The 2008 financial crash caused the worst economy since the Great Depression of the 1930s, but the top 1% are doing very well: Last week’s newsletter discussed yet another study showing how middle-class wealth has plummeted since the crash of 2008. Today’s New York Times shows "Fueled by Recession, US Wealth Gap is Widest in Decades" and the Wall Street Journal shows again the "Wealth Gap Between America’s Rich and Middle Class Families Widest on Record" plus shows how the benefits of the post-crash recovery (’07-’13) has gone to those at the top, both shown here:

The cartoonist Tom Toles captured that reality brilliantly here:

Stopping hidden conflicts of interest from draining retirement savings: A key provision in the rules that are supposed to protect retirement savings has not been changed for 40 years. As a result, unbelievably, that outdated rule does not require brokers to act in their clients’ best interest when providing retirement advice. It also does not require brokers to disclose their compensation, including incentive payments they may get from companies for having their client buy one product or another. That is, the broker can put his or her economic interest ahead of their client’s best interest and the client will never know………because the rule does not require it to be disclosed. That’s wrong. Anyone providing advice to someone saving and investing their hard earned money for retirement should have to act in the client’s best interests (as many now do). They should not be able to have undisclosed conflicts of interest and they should not be allowed to charge hidden fees or receive hidden compensation for steering their clients to one product or another. That’s what a new fiduciary duty rule would prohibit and the Department of Labor has been working on updating the rule for several years, in the face of strong opposition. Hopefully, as a broad coalition of groups has urged, it will propose a rule in 2015, open it up for public comment, and finalize it to protect the tens of millions of Americans saving for retirement.
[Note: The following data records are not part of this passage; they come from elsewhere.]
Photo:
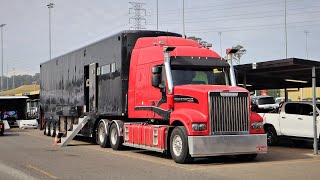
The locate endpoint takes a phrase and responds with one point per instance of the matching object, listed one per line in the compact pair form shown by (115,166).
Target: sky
(257,25)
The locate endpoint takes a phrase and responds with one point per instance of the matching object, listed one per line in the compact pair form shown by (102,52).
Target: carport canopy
(283,74)
(278,74)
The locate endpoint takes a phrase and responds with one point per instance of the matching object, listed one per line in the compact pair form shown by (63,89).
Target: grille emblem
(228,94)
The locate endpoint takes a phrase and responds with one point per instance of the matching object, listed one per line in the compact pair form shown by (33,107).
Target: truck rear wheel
(45,131)
(51,128)
(272,137)
(102,136)
(115,140)
(179,145)
(247,157)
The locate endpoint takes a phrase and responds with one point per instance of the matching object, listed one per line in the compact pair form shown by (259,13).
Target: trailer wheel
(246,157)
(179,145)
(57,131)
(2,130)
(102,136)
(51,129)
(46,130)
(272,137)
(115,140)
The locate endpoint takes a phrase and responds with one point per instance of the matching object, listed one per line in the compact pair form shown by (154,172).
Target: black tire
(51,130)
(57,128)
(272,137)
(102,136)
(2,130)
(116,141)
(246,157)
(179,147)
(46,129)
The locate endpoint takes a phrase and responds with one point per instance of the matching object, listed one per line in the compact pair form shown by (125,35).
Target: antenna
(138,16)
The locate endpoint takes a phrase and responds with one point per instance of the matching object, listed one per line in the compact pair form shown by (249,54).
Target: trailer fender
(119,124)
(187,117)
(107,124)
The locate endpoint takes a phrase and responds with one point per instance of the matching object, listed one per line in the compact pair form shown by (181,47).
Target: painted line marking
(256,164)
(209,166)
(134,157)
(42,171)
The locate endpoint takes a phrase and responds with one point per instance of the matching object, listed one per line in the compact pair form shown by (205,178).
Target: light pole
(50,6)
(220,43)
(307,32)
(157,15)
(285,26)
(2,25)
(183,27)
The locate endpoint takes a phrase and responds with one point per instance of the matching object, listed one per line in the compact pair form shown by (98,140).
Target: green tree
(237,56)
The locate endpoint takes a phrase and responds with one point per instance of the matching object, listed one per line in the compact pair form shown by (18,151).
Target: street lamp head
(50,5)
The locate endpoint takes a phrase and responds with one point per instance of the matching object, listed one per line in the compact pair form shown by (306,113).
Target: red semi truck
(151,90)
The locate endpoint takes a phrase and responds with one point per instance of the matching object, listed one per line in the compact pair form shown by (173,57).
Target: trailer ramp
(75,130)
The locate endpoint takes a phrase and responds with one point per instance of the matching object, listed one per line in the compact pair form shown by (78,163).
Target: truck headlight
(257,125)
(199,126)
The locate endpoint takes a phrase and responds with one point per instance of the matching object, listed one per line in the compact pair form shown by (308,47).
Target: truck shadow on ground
(285,151)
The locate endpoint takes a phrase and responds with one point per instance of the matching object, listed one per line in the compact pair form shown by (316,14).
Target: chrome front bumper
(217,145)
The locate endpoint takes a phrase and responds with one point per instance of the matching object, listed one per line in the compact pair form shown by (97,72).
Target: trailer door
(91,84)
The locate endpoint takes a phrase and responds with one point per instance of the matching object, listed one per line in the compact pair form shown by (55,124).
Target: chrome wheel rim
(57,129)
(177,145)
(102,134)
(114,136)
(46,129)
(51,129)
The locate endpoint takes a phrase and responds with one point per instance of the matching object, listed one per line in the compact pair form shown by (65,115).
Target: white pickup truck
(294,120)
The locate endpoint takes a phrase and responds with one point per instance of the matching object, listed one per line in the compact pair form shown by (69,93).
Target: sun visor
(199,62)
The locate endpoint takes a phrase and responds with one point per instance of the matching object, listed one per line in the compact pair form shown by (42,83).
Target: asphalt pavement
(28,154)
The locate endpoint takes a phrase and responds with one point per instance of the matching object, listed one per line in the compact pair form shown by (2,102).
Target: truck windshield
(267,100)
(216,76)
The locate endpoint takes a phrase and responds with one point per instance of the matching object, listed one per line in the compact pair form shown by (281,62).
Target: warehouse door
(90,88)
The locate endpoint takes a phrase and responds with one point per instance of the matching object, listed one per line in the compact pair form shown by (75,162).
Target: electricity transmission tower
(139,15)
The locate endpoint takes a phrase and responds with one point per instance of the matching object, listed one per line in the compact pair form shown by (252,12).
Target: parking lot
(27,154)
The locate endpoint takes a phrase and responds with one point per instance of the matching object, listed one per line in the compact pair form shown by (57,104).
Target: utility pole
(183,26)
(138,17)
(285,26)
(157,15)
(13,71)
(220,43)
(2,25)
(50,6)
(307,32)
(7,77)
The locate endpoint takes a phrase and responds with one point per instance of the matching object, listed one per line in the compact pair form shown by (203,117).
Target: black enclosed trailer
(13,108)
(71,85)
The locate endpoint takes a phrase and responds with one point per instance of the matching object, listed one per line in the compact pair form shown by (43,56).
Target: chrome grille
(229,114)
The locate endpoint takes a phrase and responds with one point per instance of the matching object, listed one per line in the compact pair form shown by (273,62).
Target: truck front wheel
(179,145)
(102,137)
(272,137)
(115,140)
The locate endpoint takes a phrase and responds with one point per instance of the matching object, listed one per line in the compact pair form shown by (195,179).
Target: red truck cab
(175,81)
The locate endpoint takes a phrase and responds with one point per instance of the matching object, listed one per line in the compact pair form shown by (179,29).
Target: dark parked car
(1,128)
(264,103)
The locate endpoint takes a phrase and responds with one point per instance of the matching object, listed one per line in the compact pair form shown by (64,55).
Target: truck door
(297,120)
(90,90)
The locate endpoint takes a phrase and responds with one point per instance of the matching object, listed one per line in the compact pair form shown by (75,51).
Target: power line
(138,16)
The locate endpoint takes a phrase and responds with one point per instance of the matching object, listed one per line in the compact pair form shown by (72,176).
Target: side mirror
(254,107)
(156,76)
(252,93)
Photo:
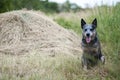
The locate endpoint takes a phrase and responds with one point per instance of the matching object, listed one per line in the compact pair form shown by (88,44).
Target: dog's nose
(87,34)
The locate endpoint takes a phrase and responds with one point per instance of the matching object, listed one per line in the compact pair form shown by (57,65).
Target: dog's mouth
(88,39)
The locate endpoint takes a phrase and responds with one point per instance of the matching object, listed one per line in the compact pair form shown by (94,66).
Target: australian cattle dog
(90,45)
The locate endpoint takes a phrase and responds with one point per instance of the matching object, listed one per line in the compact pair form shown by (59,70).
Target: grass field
(108,31)
(65,67)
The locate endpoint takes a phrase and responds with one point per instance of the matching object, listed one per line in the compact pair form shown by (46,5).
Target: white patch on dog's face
(88,30)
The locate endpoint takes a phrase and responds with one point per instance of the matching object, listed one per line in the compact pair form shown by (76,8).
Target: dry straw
(26,31)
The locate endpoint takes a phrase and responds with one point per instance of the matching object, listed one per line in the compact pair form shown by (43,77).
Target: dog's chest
(90,48)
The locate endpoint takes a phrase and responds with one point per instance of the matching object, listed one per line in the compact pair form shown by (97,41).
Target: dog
(90,45)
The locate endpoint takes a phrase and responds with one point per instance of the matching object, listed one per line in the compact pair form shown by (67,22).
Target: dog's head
(89,32)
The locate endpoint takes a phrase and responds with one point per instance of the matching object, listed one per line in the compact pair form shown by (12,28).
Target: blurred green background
(43,5)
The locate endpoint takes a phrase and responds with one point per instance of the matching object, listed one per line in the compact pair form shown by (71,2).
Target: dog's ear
(94,22)
(82,23)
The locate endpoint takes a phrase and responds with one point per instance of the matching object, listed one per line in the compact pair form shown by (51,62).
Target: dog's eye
(91,29)
(85,29)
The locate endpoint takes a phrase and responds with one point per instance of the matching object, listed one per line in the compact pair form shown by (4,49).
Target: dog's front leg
(84,63)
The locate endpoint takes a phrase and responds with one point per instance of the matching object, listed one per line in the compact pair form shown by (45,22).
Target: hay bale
(25,31)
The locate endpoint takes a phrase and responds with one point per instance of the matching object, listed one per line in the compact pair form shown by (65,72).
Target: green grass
(36,66)
(109,34)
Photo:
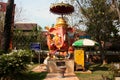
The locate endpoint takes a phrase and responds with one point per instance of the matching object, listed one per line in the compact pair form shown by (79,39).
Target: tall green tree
(99,23)
(8,25)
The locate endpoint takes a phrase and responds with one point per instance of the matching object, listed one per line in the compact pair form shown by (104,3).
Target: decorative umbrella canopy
(85,42)
(61,8)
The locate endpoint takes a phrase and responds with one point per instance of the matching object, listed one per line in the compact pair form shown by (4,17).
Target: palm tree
(7,26)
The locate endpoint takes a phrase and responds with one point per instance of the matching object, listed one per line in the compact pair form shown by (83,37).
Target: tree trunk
(7,26)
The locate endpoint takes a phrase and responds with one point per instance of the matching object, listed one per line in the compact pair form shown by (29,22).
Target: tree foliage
(100,19)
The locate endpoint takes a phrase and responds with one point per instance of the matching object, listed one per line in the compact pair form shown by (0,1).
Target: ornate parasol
(61,8)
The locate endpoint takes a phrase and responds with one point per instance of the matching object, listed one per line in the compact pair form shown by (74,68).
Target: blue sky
(37,11)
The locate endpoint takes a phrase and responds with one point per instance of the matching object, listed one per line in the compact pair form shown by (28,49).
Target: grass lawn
(97,71)
(30,75)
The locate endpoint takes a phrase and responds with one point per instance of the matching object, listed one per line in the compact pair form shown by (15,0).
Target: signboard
(35,46)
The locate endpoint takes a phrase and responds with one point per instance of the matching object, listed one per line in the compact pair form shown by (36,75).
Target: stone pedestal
(52,66)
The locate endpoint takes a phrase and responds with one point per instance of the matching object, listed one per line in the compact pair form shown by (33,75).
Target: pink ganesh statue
(60,37)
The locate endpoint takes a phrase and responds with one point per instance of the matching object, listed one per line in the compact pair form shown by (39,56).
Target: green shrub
(14,62)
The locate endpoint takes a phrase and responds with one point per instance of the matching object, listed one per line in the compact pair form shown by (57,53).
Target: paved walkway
(55,76)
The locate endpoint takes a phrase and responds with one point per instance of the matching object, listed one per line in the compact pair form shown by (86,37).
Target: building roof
(25,26)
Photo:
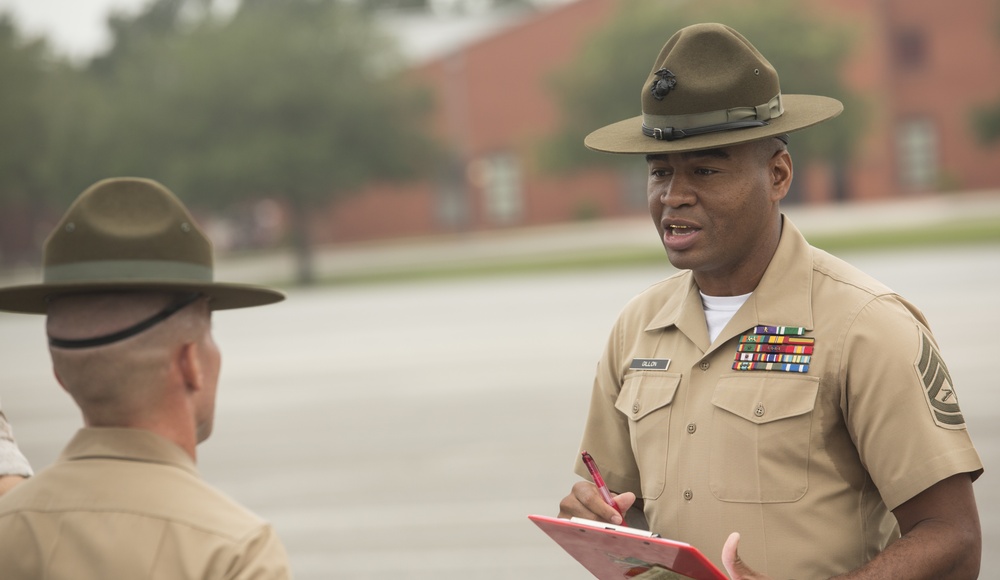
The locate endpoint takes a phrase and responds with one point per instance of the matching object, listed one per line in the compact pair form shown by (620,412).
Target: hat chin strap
(133,330)
(673,127)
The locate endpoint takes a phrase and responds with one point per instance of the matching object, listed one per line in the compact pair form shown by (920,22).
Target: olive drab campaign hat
(129,234)
(708,88)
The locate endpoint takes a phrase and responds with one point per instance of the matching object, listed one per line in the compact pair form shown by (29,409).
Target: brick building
(922,66)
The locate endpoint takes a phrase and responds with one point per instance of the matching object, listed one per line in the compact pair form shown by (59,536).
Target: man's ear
(59,380)
(189,364)
(780,168)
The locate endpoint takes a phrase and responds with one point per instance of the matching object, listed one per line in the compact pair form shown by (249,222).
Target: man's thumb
(731,558)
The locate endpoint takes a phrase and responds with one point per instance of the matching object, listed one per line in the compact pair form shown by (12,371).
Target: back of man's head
(124,382)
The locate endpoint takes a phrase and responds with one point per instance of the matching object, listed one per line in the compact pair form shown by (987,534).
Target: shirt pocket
(761,432)
(646,400)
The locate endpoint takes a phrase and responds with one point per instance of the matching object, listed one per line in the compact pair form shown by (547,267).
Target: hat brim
(800,111)
(34,298)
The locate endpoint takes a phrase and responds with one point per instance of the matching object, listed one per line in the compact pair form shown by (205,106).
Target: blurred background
(412,173)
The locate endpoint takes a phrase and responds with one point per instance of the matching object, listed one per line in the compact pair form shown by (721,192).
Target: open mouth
(678,230)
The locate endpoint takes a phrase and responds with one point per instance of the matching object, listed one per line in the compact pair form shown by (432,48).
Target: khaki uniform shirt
(125,503)
(805,465)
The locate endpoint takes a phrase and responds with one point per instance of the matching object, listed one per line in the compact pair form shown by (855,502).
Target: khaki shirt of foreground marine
(137,496)
(807,465)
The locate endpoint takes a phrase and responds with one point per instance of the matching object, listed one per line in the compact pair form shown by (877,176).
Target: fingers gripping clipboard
(612,552)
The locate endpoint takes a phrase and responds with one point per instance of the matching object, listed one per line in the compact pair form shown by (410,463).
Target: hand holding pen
(599,482)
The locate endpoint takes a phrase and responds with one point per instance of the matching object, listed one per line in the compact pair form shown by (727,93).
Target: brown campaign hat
(708,88)
(129,234)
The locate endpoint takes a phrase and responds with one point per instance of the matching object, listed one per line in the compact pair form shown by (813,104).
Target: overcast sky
(77,27)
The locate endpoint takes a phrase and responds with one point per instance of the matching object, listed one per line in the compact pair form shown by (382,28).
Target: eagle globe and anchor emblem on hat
(709,87)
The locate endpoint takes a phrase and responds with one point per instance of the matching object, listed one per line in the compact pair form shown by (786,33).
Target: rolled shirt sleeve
(12,461)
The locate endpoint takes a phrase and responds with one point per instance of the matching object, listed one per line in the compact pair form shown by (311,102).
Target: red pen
(599,482)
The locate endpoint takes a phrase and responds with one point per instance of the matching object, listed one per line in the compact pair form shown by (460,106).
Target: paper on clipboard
(612,552)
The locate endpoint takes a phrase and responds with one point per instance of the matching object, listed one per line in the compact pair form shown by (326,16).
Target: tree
(986,119)
(602,85)
(302,100)
(25,67)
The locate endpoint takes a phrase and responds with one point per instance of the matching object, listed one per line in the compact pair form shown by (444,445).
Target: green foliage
(985,120)
(300,99)
(603,84)
(24,70)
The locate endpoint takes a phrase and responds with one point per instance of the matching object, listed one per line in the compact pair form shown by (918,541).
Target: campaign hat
(129,234)
(710,87)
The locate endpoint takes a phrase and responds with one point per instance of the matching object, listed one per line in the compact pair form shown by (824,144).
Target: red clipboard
(612,552)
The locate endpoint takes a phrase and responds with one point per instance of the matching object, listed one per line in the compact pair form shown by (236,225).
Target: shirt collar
(128,445)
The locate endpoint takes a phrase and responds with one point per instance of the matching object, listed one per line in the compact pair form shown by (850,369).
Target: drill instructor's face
(716,211)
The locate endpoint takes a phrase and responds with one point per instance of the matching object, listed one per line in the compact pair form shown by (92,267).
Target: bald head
(116,383)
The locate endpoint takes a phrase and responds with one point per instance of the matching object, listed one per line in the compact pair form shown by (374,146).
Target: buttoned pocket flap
(646,391)
(765,399)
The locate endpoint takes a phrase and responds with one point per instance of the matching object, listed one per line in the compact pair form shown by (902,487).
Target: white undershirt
(719,310)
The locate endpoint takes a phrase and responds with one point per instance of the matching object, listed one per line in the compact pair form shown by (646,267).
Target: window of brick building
(917,148)
(499,175)
(910,49)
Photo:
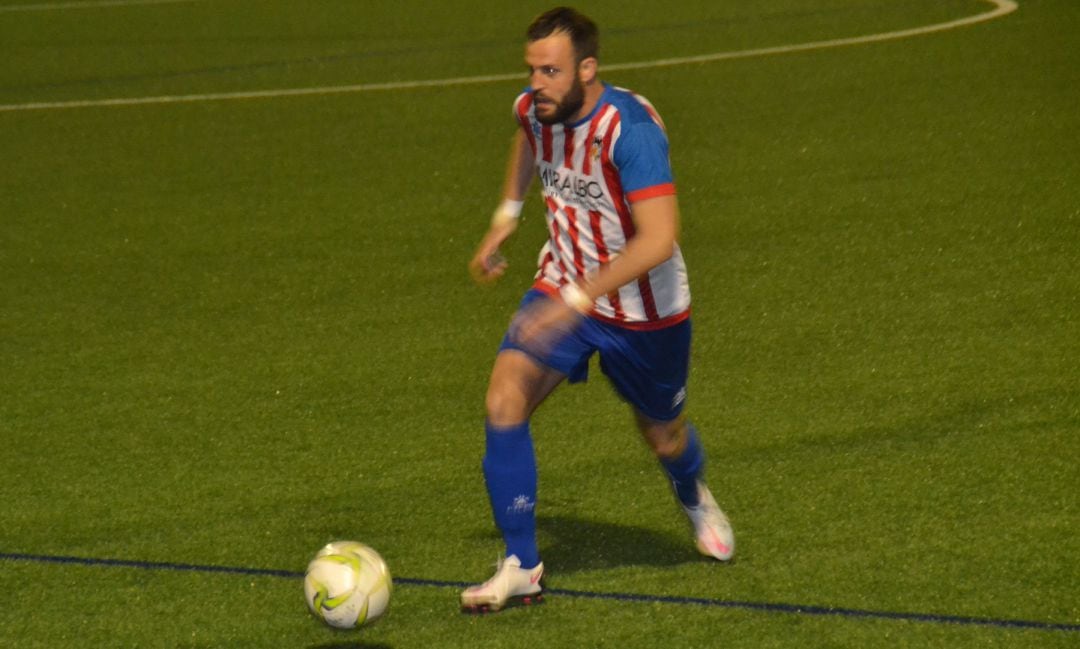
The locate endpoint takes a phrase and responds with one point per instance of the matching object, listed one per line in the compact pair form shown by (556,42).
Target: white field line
(1001,8)
(89,4)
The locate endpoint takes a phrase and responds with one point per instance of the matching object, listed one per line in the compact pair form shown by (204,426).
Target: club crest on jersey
(594,148)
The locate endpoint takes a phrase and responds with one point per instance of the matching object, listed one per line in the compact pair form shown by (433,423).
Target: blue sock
(685,469)
(510,472)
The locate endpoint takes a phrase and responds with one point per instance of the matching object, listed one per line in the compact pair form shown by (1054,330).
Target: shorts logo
(522,504)
(679,397)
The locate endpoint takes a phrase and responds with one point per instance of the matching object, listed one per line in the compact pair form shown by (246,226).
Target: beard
(568,107)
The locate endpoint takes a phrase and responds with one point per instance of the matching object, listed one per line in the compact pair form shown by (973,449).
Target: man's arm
(487,265)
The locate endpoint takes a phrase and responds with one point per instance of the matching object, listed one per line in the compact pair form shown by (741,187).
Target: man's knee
(666,438)
(507,405)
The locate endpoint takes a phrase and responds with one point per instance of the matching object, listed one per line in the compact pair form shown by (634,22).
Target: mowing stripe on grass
(100,3)
(1001,8)
(797,609)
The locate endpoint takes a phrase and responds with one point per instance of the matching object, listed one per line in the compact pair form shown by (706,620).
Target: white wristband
(576,298)
(508,211)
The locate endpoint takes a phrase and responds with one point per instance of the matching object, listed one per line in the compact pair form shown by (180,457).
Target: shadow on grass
(575,543)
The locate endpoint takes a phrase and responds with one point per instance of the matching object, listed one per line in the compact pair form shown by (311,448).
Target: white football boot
(711,526)
(512,585)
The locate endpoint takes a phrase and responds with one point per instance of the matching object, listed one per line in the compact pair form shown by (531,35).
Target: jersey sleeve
(640,154)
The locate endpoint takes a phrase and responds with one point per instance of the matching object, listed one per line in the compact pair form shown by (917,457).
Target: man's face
(557,91)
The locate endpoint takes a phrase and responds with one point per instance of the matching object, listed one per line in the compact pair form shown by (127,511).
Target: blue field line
(796,609)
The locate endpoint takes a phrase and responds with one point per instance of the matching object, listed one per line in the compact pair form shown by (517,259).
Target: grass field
(232,329)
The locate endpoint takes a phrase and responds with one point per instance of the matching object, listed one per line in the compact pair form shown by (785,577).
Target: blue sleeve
(640,153)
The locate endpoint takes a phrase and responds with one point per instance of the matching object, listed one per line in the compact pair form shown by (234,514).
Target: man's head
(561,54)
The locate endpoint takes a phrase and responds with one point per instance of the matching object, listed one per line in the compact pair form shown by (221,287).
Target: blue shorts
(648,369)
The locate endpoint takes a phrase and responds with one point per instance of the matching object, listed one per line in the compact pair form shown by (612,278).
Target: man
(611,281)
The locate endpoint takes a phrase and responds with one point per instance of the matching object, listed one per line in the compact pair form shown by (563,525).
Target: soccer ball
(347,584)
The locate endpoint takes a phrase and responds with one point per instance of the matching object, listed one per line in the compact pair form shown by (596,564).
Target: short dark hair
(583,34)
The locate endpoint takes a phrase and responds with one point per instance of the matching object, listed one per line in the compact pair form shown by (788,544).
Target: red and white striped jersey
(591,173)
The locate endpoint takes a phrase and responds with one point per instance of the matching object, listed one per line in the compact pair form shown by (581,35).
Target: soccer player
(611,281)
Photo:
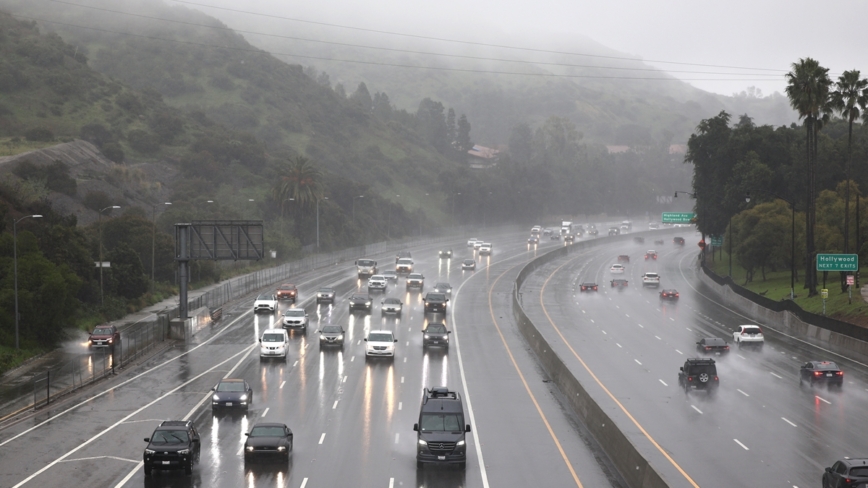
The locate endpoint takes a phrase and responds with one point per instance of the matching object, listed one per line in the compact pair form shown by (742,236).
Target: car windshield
(380,337)
(170,437)
(441,422)
(230,386)
(274,431)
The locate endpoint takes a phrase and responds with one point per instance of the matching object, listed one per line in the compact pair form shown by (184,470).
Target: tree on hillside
(849,99)
(808,87)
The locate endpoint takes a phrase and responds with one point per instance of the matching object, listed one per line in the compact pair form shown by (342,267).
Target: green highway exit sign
(677,217)
(837,262)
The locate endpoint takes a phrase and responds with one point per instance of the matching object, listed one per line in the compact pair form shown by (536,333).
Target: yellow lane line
(526,386)
(588,369)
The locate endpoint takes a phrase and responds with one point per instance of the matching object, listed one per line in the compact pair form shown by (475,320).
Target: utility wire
(404,51)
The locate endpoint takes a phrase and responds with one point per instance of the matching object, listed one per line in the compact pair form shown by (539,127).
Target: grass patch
(776,286)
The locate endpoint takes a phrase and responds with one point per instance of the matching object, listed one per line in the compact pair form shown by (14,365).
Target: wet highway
(762,428)
(352,418)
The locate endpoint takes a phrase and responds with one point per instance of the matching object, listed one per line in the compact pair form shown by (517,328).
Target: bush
(144,142)
(40,134)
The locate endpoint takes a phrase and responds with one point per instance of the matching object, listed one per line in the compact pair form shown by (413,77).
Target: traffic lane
(500,399)
(644,341)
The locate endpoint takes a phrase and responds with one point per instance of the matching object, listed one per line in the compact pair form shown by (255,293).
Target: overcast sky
(765,36)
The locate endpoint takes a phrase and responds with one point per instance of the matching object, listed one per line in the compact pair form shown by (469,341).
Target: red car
(287,292)
(104,336)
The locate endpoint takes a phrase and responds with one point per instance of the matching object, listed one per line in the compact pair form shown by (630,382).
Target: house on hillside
(482,157)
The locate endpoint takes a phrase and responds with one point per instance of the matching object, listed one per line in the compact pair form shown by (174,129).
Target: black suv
(435,335)
(175,444)
(699,374)
(435,302)
(441,428)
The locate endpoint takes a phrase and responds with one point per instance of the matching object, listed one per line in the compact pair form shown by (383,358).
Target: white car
(295,317)
(267,302)
(380,343)
(651,279)
(273,344)
(749,335)
(377,283)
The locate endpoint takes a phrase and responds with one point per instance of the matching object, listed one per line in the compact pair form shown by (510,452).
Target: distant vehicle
(416,280)
(748,335)
(822,372)
(268,440)
(712,345)
(175,444)
(331,335)
(265,302)
(699,375)
(435,335)
(670,294)
(231,393)
(441,429)
(651,279)
(325,295)
(366,267)
(104,336)
(360,301)
(391,305)
(273,344)
(846,473)
(588,286)
(287,291)
(380,343)
(295,317)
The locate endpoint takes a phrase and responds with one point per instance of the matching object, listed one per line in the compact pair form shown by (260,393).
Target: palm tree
(849,99)
(300,181)
(808,87)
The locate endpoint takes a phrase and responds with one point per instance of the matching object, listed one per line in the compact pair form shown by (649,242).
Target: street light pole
(99,224)
(153,246)
(15,266)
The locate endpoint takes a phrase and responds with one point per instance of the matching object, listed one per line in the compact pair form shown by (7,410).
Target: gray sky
(762,36)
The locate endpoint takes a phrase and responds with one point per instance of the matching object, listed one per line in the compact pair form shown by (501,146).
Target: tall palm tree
(301,181)
(849,99)
(808,87)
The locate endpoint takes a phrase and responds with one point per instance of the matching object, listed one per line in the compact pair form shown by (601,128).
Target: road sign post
(677,217)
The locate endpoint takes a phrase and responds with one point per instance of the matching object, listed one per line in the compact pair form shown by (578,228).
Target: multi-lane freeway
(353,418)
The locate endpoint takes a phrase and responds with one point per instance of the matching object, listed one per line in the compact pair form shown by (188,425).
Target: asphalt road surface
(352,418)
(762,428)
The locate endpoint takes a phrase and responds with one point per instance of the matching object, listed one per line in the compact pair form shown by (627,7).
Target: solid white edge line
(124,419)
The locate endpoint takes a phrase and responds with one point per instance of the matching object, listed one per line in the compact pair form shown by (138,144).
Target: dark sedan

Congress ends with a battle over the budget and sweetheart deals for Wall Street’s handful of too big to fail banks: It was called the CRomnibus and was supposed to fund the government until next September 30th. Unfortunately, this was a "must-pass" bill and that means too many saw it as an opportunity to stick in provisions that would not likely survive being discussed and voted on in the light of day. That’s what the Swaps Push Out special interest provision was: It would allow a few of Wall Street’s biggest banks to continue gambling in derivatives while being backed by the taxpayers. Derivatives, as famed investor Warren Buffett observed, are "weapons of mass financial destruction" and were at the core of triggering and spreading the financial crash of 2008. Remarkably, lobbyists for Citigroup actually drafted the language, even though Citigroup received almost $500 billion in bailouts in 2008, more than any other single company. As Republican David Stockman said, Citi has no shame, but neither does Jamie Dimon, who personally called members of Congress to lobby for passage of this special interest provision, which presumably will help fatten his already too big bonus. As if that weren’t enough, Congress also nearly passed another deregulatory provision that was attached to the Terrorism Risk Insurance Act (which did not pass). This provision would have exempted certain market participants from the important protections of clearing and margin if they met a broad "end-user" definition. Among other negative consequences of this provision, it would have deprived the CFTC of the flexibility to regulate derivatives, end-users and the markets based on actual market activities. The good news is that the CRomnibus fight received a lot of media attention and public debate. It shined a bright light on the practice of lobbyists attaching financial deregulatory bills to unrelated must-pass legislation. As Justice Brandeis said, in his famous book "Other People’s Money," "sunlight is the best disinfectant." Let’s hope for lots of sunshine in 2015.

Or as the equally brilliant cartoonist Matt Wuerker captured it:

The lawsuit-happy financial industry is at it again, trying to use the discredited club of industry-cost only analysis: The too big to fail crowd on Wall Street has used their virtually unlimited resources to fight financial reform from the beginning. That’s not a big surprise because being too big to fail means they get the upside, but, if their recklessness, greed or incompetence causes their firm to fail, then — unlike every other business and firm in the United States – they get bailed out of their failure by the taxpayers. Great for them, but terrible for everyone else. That’s why they went to war on financial reform, first in the legislative process, then on the regulators and finally in the courts. The latest lawsuit is the Loan Syndication and Trading Association court challenge to the risk retention rule. The rule is meant to ensure that those who package and sell bundles of assets, like the residential mortgage-backed securities which caused the financial crisis, share in the risks associated with their activities, i.e., they can’t just pocket the cash and stick someone else with all the risks. The industry is suing on a number of grounds, but the industry’s favorite claim, that the agencies failed to adequately consider the costs and benefits of the rule, is unsurprisingly one of them. The courts have done a very good job of determining that this claim is baseless and, agreeing with Better Markets, have concluded that the agencies do not have to conduct a full (and impossible) cost-benefit analysis, which is really an industry-cost-only-analysis that fails to properly consider the public interest.

Bravo to the Federal Reserve Board for proposing another strong rule to protect the country from having to bail out the biggest banks again: Last week the Federal Reserve Board held an important open meeting on a proposed rule that would require the biggest of the too big to fail banks (called "GSIBs" for Global Systemically Important Banks) to fund themselves with more equity rather than high risk debt. Although more still needs to be done, the proposed rule increases the equity requirements when these GSIBs rely too much on high risk short-term wholesale funding, which makes them vulnerable to runs, failure and bailouts – which we all saw in the 2008 crisis. The day before the Fed proposed its rule, the Bank for International Settlements (BIS in Switzerland) expressed surprise that there had been no decline in the number of too big to fail global trading banks (those that hold a lot of assets in tradable securities and are predominantly funded in wholesale markets). In addition to the systemic concerns raised by the Federal Reserve Board, the BIS noted that "high cost-to-income ratios [of trading banks] suggest outsize benefits to their managers," meaning the bankers make lots and lots of money. We can only hope that the Basel Committee on Banking Supervision will follow the U.S. lead and will finally address the short-term funding risk and incentives in its capital framework and that the Fed will continue its efforts to strengthen the funding base and funding method of the too-big-to-fail GSIBs.